As the group became more comfortable, so too did an audience that eventually moved to each song, consumed and relaxed within these fanciful compositions that surprise the ear with thrilling climaxes, fleeting patterns and plunges into saturated, intoxicating spaces that felt mightily influenced by jazz, blues and a generally broad appetite for sound.
A favorite from the first Tenci record, “Blue Spring” was at DC9 a gorgeous demonstration of Shoman and their band in passionate synch, precisely hitting notes with an intensity that felt unexpected, but was authentic and wildly fulfilling as part of this one-of-a-kind song.
Stream the first Tenci album, My Heart Is An Open Field, via Spotify:
“Two Cups” stands out on the new album for its stylish mix of ingredients, and in DC it resonated as an enduring number as Jess’s repeated chorus was given richness and depth by the contrast of the supporting vocals. Switching guitars throughout the set, Jess used the acoustic for a pleasing take on “Great Big Elephant” and here their calling was simply astounding.

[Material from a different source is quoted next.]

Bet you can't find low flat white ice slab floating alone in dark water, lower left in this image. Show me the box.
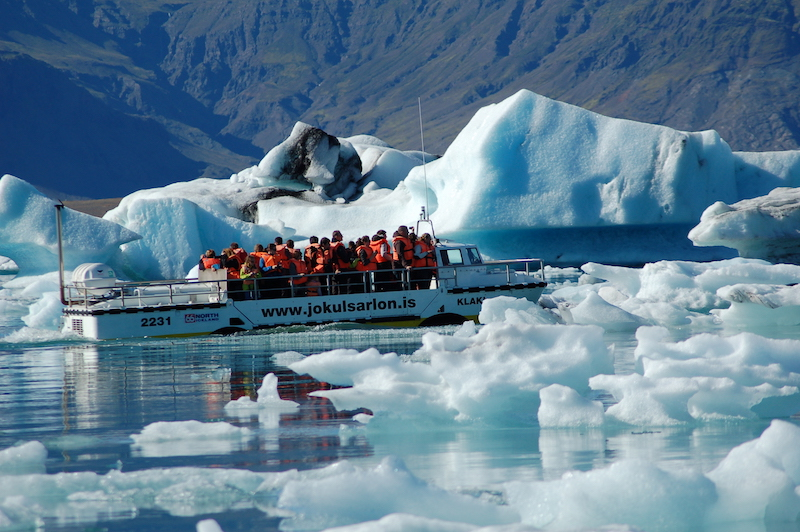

Moving back into the first Tenci albums, this group would close out with two of its most distinguishable recorded tracks, first the sanguine and sorcerous “Joy,” and then “Be,” an enlightening piece that regenerates thanks to Jess’s voice and Curtis’ sax, somehow finding a higher ground within its own channel. And here, Oren showed prodigious capacity on the saxophone, absolutely letting it fly to end the night in such classy fashion.
Performing to open-minded audiences at forward-thinking venues like DC9, Shoman used the important appearance in DC to position and arrange Tenci in a fanciful and alluring light but, additionally, with a soulful purpose that can resonate with the most thoughtful listeners.